Protein Nanogels with Temperature-Induced Reversible Structures and Redox Responsiveness

Zhang, Y (Zhang, Yue)^[ 1,2 ] ; Zhang, JM (Zhang, Jiamin)^[ 3 ] ; Xing, C (Xing, Cheng)^[ 3 ] ; Zhang, MM (Zhang, Mingming)^[ 4,5 ] ; Wang, LY (Wang, Lianyong)^[ 3 ] ; Zhao, HY (Zhao, Hanying)^[ 1,2 ]

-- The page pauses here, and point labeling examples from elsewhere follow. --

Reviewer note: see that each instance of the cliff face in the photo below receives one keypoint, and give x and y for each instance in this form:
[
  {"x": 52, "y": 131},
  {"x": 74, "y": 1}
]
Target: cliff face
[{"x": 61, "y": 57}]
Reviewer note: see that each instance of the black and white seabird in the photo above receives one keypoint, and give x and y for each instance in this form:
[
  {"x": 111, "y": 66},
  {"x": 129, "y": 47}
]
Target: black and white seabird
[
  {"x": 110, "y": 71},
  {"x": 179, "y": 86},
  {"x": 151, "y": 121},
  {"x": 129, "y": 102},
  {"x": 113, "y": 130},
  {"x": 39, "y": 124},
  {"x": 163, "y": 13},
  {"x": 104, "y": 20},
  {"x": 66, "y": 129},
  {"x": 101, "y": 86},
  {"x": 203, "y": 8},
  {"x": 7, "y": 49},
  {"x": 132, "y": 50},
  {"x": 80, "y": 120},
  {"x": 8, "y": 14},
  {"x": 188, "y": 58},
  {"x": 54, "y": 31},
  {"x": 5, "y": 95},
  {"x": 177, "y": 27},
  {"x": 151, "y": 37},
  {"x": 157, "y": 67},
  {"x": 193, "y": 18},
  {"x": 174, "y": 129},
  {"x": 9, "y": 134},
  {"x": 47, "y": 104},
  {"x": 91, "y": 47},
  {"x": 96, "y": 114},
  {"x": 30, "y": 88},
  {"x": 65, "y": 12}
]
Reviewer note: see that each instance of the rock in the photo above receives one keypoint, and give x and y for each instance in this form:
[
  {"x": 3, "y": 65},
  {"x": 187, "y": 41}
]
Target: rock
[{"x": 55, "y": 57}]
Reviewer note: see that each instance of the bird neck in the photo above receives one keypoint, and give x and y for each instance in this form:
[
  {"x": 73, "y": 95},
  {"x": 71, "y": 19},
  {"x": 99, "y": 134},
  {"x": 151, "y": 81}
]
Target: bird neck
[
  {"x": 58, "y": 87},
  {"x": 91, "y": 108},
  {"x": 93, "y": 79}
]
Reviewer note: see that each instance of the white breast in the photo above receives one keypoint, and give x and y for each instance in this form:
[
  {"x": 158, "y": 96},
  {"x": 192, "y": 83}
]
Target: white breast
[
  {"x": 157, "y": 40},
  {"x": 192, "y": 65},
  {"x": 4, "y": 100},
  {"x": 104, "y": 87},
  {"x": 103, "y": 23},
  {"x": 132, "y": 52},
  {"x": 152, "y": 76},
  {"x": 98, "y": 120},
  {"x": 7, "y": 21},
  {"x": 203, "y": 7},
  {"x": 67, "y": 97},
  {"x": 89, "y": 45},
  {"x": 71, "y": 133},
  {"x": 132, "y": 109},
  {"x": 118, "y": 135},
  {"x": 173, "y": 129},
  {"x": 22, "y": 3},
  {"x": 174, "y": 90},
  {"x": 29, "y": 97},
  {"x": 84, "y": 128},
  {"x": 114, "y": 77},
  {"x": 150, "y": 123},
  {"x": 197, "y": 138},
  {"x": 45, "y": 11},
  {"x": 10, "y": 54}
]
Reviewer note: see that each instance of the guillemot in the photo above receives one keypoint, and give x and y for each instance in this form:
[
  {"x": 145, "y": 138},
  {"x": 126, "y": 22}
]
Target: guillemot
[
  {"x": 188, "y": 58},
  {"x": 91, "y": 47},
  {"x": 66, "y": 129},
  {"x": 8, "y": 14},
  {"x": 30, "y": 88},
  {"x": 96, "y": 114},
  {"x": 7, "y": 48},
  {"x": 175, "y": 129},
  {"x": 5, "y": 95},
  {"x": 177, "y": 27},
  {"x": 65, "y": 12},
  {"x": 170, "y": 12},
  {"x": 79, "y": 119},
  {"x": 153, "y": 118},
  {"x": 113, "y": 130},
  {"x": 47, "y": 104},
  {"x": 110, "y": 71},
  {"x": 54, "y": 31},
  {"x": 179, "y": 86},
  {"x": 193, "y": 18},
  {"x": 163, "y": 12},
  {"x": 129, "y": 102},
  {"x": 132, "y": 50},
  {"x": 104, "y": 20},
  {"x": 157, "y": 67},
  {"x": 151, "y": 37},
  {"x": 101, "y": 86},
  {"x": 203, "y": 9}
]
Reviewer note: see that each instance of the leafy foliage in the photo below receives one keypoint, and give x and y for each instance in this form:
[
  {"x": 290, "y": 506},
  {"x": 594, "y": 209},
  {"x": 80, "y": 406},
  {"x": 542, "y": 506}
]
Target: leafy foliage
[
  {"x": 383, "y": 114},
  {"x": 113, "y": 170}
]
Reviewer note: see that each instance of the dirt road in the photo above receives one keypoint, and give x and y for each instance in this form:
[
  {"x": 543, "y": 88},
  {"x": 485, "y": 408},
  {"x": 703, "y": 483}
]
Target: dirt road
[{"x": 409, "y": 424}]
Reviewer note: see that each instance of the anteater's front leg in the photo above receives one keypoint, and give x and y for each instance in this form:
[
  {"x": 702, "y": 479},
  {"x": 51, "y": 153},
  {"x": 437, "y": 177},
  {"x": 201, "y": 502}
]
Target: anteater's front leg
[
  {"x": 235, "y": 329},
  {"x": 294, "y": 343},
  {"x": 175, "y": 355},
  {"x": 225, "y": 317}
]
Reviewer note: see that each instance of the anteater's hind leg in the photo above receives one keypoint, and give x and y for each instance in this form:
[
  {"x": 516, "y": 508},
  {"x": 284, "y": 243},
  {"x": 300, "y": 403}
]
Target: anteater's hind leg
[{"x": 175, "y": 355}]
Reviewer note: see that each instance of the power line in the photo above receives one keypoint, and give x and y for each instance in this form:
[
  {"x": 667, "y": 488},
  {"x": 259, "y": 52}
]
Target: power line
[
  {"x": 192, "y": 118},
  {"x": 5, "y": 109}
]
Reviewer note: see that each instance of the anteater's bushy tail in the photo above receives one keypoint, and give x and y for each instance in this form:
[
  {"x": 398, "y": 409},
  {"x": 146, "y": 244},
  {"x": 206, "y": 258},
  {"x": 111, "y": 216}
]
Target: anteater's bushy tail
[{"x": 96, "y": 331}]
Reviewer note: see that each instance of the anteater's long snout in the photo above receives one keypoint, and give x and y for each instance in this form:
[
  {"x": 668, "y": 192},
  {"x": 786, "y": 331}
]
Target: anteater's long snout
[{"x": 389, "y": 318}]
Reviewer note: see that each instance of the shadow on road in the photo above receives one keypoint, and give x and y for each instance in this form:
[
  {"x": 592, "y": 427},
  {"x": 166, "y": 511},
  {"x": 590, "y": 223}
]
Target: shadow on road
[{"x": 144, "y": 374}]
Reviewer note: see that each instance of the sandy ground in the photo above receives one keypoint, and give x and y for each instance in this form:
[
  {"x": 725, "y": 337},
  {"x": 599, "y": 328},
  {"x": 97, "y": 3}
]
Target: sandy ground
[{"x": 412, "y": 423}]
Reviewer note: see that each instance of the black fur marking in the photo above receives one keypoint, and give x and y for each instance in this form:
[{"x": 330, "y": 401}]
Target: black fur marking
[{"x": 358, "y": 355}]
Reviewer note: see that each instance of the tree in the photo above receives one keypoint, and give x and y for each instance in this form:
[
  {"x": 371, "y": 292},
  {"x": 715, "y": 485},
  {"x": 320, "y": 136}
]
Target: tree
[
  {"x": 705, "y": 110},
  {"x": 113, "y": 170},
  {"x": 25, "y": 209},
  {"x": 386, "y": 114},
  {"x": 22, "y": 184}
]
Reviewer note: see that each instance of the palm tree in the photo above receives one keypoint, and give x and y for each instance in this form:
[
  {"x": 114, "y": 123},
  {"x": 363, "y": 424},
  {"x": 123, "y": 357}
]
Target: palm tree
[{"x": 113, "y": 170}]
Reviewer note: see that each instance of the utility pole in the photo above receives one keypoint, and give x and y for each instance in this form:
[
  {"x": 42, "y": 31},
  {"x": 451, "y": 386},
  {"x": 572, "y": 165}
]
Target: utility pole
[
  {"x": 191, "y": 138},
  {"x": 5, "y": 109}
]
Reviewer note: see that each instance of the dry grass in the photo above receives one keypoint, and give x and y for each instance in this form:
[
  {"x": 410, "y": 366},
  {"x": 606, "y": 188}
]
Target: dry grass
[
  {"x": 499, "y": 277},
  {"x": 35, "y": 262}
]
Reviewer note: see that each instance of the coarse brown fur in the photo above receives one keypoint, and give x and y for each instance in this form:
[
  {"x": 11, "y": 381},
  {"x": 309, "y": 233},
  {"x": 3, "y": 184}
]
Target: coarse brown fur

ACS BIOMATERIALS SCIENCE & ENGINEERING, 2016, 2(12): 2266-2275

DOI: 10.1021/acsbiomaterials.6b00490

 WOS:000389789200016

Abstract:

There are many natural examples of smart structures that are able to change conformations and functionalities responding to the external stimuli. The responsiveness is directly related to their unique structures. In the design of new materials, it is crucial to endow these materials with the capabilities to change structures and functionalities under the external stimuli. In this research, virus-mimicking protein nanogels with temperature-induced reversible structures and redox responsiveness are synthesized by cross-linking a thermally responsive polymer poly(di(ethylene glycol) methyl ether methacrylate-co-2-(2-pyridyldisulfide) ethyl methacrylate) with reduced bovine serum albumin (BSA) molecules through thiol-disulfide exchange reaction. The lower critical solution temperature (LCST) and sizes of the nanogels can be controlled by controlling the reaction conditions. The nanogels are able to change their structures responding to the temperature change. Below the LCST, BSA molecules are embedded inside the nanogels and protected by the polymer chains. Above the LCST, polymer chains collapse forming the cores, and BSA moves to the shells to stabilize the nanogels. The disulfide-cross-linked nanogels are dissociated in the presence of glutathione. In vitro cytotoxicity assays and cell uptake assays demonstrate that the nanogels show low toxicity toward 3T3, 293T, and MCF-7 cells and can be internalized into the MCF-7 cells. The nanogels will find applications in protein delivery.